Cholera is inherently linked to water supply and is spread when people consume contaminated food or water. “Cholera is a disease of inequity. The poverty map of the world is the same as the cholera map,” says Dominique Legros, a cholera expert at WHO. “It impacts communities that are already burdened by conflict, lack of infrastructure, poor health systems and malnutrition - people who do not have access to safe drinking water.”

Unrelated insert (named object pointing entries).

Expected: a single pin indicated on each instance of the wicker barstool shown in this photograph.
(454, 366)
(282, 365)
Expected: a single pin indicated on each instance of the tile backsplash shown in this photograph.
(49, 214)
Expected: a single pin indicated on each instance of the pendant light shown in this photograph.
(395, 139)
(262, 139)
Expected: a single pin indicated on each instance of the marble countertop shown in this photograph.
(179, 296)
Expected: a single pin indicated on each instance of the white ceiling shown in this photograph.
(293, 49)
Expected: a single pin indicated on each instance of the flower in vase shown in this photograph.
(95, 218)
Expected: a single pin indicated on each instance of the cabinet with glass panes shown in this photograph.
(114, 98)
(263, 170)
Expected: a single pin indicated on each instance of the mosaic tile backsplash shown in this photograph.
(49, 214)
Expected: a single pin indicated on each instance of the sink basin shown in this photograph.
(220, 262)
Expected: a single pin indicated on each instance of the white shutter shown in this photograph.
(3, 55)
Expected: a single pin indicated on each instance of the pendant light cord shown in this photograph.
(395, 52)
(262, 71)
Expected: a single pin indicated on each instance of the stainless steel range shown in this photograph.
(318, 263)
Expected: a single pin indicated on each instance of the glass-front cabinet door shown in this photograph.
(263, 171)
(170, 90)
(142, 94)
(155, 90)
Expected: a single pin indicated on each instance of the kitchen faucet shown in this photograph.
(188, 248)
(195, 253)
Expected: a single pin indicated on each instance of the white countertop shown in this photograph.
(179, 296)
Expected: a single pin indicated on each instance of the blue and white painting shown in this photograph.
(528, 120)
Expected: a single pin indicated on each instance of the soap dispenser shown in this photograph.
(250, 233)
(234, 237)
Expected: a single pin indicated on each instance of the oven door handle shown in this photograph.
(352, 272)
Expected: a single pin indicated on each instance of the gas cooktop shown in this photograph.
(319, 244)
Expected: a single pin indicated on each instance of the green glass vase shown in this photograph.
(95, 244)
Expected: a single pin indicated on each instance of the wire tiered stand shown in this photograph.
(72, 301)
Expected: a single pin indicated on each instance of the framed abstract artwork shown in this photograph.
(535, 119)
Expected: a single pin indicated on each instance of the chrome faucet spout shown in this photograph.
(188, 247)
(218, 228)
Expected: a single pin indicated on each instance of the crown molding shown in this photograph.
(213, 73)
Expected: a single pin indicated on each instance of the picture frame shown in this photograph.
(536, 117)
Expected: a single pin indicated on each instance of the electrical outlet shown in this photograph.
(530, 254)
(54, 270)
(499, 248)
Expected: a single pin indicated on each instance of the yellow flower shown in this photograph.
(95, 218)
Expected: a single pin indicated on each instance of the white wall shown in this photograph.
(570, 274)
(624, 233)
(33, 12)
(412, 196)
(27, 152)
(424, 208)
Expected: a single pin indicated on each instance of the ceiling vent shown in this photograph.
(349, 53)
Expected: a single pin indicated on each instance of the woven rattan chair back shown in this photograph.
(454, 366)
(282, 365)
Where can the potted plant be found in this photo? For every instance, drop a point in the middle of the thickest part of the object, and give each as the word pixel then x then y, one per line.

Response to cholera in affected countries
In Africa alone 40 to 80 million people live in cholera “hotspots”, highly endemic areas where outbreaks of the disease occur year after year.
From January to August 2017, more than 60 000 cases of suspected cholera have been reported in Somalia with the disease claiming more than 800 lives. In response, WHO and partners support more than 50 mobile teams in the country who are deployed to more than 500 settlements for internally displaced people in Puntland. In Somalia, from 3 to 25 May this year, more than 800 000 people were vaccinated against the disease in Jowhar and Baidoa, the worst affected areas.
“We are now seeing a decrease in the number of cholera cases and a remarkable reduction in the number of deaths,” says Ghulam Rabani Popal, WHO Representative for Somalia. “We will continue to combat the spread of cholera through integrated health, water, sanitation and hygiene interventions.”
In northeastern Nigeria, In another effort to halt the spread of a cholera outbreak, WHO together with the Ministry of Health and other key partners, completed an Oral Cholera Vaccination campaign (OCV) in September this year, targeting 900 000 people. The early detection of cholera cases in this region of Nigeria, which is suffering from an ongoing humanitarian crisis, allowed for a rapid response to the outbreak and effective use of OCV.
So far in 2017 more than 1.5 million doses of OCVs were given to help protect people from the disease in 2 separate campaigns in South Sudan. The country provides a good example of how a multifaceted approach to cholera that focuses on preventative vaccination campaigns together with programmes to improve water and sanitation, work well to prevent and control the spread of the disease. “Transmission has been successfully interrupted in areas where OCV has been deployed,” says Dr Joseph Wamala, a WHO epidemiologist in South Sudan.
Increasing demand for the cholera vaccine
The Oral Cholera Vaccine is a useful additional tool to prevent and respond to cholera and demand for its use has increased in recent years across many countries. As of September 2017, more than 13.9 million doses of the vaccine have been shipped from the global stockpile that was developed in 2013 for emergency vaccination campaigns.
“Campaigns have been implemented to prevent the occurrence of cholera outbreaks, in highly endemic areas,” explains Dominique Legros. “The vaccine is also effective to stop the spread of ongoing outbreaks if the campaign is organized promptly.”
Targeted preventive interventions are affordable and cost effective
Today more than 2 billion people worldwide drink water from sources contaminated with faeces, which can carry the cholera bacterium. Yet global water and sanitation aid has declined in recent years, dropping from US $10.4 billion in 2012 to US$8.4 billion in 2015. To meet the 2030 Sustainable Development Goal of clean water and sanitation for all, investment needs to be 3 times what it is today.
Targeted cholera interventions can save lives, and are both affordable and cost effective.
The Global Task Force on Control Cholera (GTFCC) brings together partners working to combat the disease, including WHO, WaterAid, the Gavi Alliance, the International Federation of the Red Cross and Red Crescent Societies (IFRC), UNICEF, and the Bill and Melinda Gates Foundation (BMGF).
The task force brings together different sectors to work closely with affected countries to prevent, detect and respond to outbreaks. In a new strategy to end cholera, the GTFCC aims to lower deaths from the disease by 90% by 2030.
People like Abdu are counting on it.